Apa yang mau dipantau oleh negara? Dalam hal ini oleh gubernur sebagai personifkasi negara? Yang mau dipantaunya, apakah hanya “kegiatan” keagamaan? Ataukah juga “keyakinan” keagamaan? Pertanyaan ini penting karena oleh gubernur, 12 butir pernyataan sikap itu dijadikan dasar dan tolok ukur untuk menilai apakah Jemaat Ahmadiyah telah melakukan pelanggaran atau tidak.
Pada 14 Januari 2008, Jemaat Ahmadiyah mengeluarkan 12 butir pernyataan, setelah melalui rentetan dialog dengan Departemen Agama. Pernyataan itu terkait dengan rapat Pakem yang akhirnya menetapkan bahwa negara tidak melarang Jemaat Ahmadiyah.
Kalau disimak cermat, segera terlihat butir pernyataan itu terdiri dari dua kategori. Butir 1-6 berisi “keyakinan” keagamaan. Butir 7-12 berisi “tindakan” keagamaan. Khusus butir 1-3 berisi keyakinan yang secara implisit membantah tudingan bahwa Jemaat Ahmadiyah meyakini Hadhrat Mirza Ghulam Ahmad (pendiri) sebagai nabi selain Muhammad Rasulullah SAW. Tudingan inilah yang sering dijadikan alasan menolak kehadirannya.
Pertanyaan kita: dengan butir pernyataan keyakian seperti ini, gubenur mau memantau kegiatan keagamaan dan perkembangan Jemaat Ahmadiyah di NTT? Sejak kapan Indonesia menjadi negara teokrasi? Konstruksi konstitusi kita adalah konstruksi negara demokrasi, dalam pengertian tertentu adalah juga negara sekular.

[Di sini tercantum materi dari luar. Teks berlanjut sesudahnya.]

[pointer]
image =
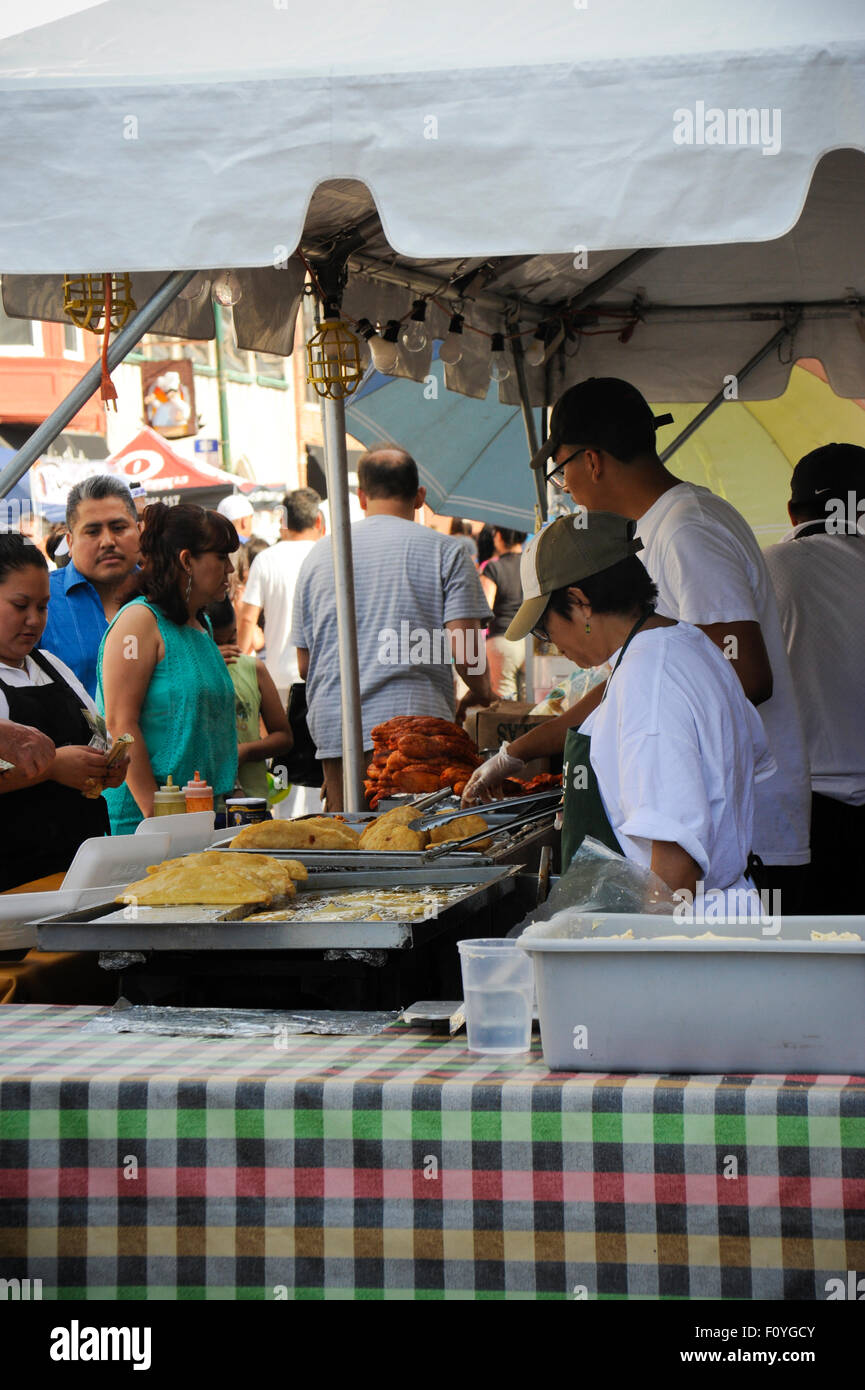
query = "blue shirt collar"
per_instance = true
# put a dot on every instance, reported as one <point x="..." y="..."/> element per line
<point x="71" y="577"/>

Negara tidak berwenang menentukan mana agama tepat, mana agama sesat. Negara tidak berhak mencampuri aqidah internal umat beragama. Negara tidak berhak memvonis mana doktrin lurus dan mana doktrin bengkok. Isi keyakinan agama bukanlah urusan negara. Tetapi, bila isi keyakinan itu melahirkan kriminalitas, negara wajib menghukum pelaku tindakannya, bukan melarang isi keyakinannya.
Dalam konteks ini, kalaupun ada yag disebut kementerian agama, wewenangnya hanya menyangkut administrasi penyelenggaraan ritus agama, aturan pendirian rumah ibadah, dll. Dengan catatan: menteri agama tetaplah menteri di sebuah republik manusia. Ia pembantu presiden, bukan asisten Tuhan. Gubernur NTT juga begitu!
Dengan ini, kita mengkritisi satu lagi pernyataan Gubernur Lebu Raya. Dia bilang: kerukunan antar-umat beragama di NTT telah terbina, jangan terganggu hanya dengan kehadrian kelompok lain. Kelompok lain, maksudnya Jemaat Ahmadiyah? Lantas, NTT mau melarang dan/atau mengenyahkan kelompok lain ini? Atas dasar apa dan wewenang siapa? Yang benar saja!
“Bentara” FLORES POS, Jumat 11 Maret 2011
1 komentar:
P' Frans yang baik hati, yang dilarang oleh pemerintah bukan masalah keyakinan ato agama tpi Penistaan Ahmadiyah Terhadap Ajaran Islam. sebagai seorang muslim, Penistaan terhadap Din Islam adlah sebuah prahara / bencana. Klo Ahmadiyah mendirikan agama baru berupa Agama Ahmadiyah itu boleh saja karna itu hak asasi seseorang, tapi kalo tetap membawa nama Islam Itu adalah PENISTAAN. Dan itu melanggar Undang-Undang di Repoblik Indonesia.